La malattia del coronavirus ha portato alla luce non solo i nodi strutturali delle debolezze del tessuto sociale e economico, i punti nevralgici del sistema statale dell’Italia, ma anche il grande cuore delle italiane e degli italiani nel momento dell’emergenza; ma i peggiori nemici – potenzialmente pericolosi – sono la paura e l’insicurezza che incidono nella vita di tutti noi, soprattutto delle persone più deboli ed emarginate, quelle che Cicerone chiamava i “naufraghi”.

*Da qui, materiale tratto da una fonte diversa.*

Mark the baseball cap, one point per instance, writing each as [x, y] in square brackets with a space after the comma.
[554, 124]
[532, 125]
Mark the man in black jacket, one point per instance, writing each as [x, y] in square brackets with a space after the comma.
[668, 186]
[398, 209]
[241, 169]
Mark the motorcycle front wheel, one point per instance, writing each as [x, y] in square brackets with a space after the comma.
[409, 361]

Non mi riferisco dunque ai “naufraghi” dell’Isola dei Famosi, noto reality della tv commerciale. I reali “naufraghi” di oggi, vittime del coronavirus, sono quelli che subiscono le conseguenze più devastanti a livello personale, lavorativo e psicologico, che definire con la sola parola malcontento sarebbe un po’ riduttivo. A Palazzo Madama, sede del Senato della Repubblica, vi è un famoso affresco che ritrae una seduta del Senato Romano, opera di Cesare Maccari del 1880. L’artista ha immortalato la scena in cui “Cicerone denuncia Catilina”; e se uno lo osserva bene, vi è un particolare, un dettaglio significativo: Catilina è raffigurato con le mani artigliate. Gli artigli dell’uomo politico senza scrupoli ricorda l’antica favola raccontata dal poeta greco Esiodo (VII a.C.) nelle Opere e i giorni: uno sparviero, tenendo trafitto negli artigli adunchi un piccolo usignolo mentre volava tra le nubi, lo ammonì così, mentre piangeva: “Sei bravo a cantare, ma ora sei nelle mie grinfie e farò di te il mio pasto”.

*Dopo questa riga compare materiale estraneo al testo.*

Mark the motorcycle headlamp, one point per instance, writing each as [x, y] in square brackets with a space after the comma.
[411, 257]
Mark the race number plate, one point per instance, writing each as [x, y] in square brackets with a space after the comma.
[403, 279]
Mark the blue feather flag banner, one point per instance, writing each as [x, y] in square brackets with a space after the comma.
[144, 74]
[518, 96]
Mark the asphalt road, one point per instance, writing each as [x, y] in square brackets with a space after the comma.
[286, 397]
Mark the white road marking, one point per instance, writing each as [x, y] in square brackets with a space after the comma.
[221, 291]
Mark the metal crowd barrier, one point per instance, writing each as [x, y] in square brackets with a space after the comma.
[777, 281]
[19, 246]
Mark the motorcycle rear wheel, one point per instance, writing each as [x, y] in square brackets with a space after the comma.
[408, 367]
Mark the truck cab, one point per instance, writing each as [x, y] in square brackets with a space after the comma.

Non basta dunque superare l’emergenza, ma occorre costruire e individuare per tempo gli avatar simbolici dei “Catilina” moderni che si aggirano come virus per distruggere lo Stato, il vivere civile, l’economia, le fondamenta del nostro stare insieme come comunità e sistema-Italia. Nel momento di maggiore debolezza e criticità, quando insomma dominano paura e incertezza, la migliore lezione di “educazione civica” da dare ai nostri studenti è la riflessione sui valori costituzionali incarnati, per esempio, dalle persone che lavorano per il bene di tutti noi, proprio come le forze dell’ordine e gli operatori sanitari, come la miriade di associazioni di volontariato che danno una mano ai bisognosi.
Fondamentale è poi avere fiducia nelle istituzioni repubblicane in una situazione di emergenza, che lottano contro le forze criminose, capaci di tirare fuori gli artigli per trarre lucro con il sopruso e mezzi illeciti. Diciamolo senza retorica di cui Cicerone era sommo maestro.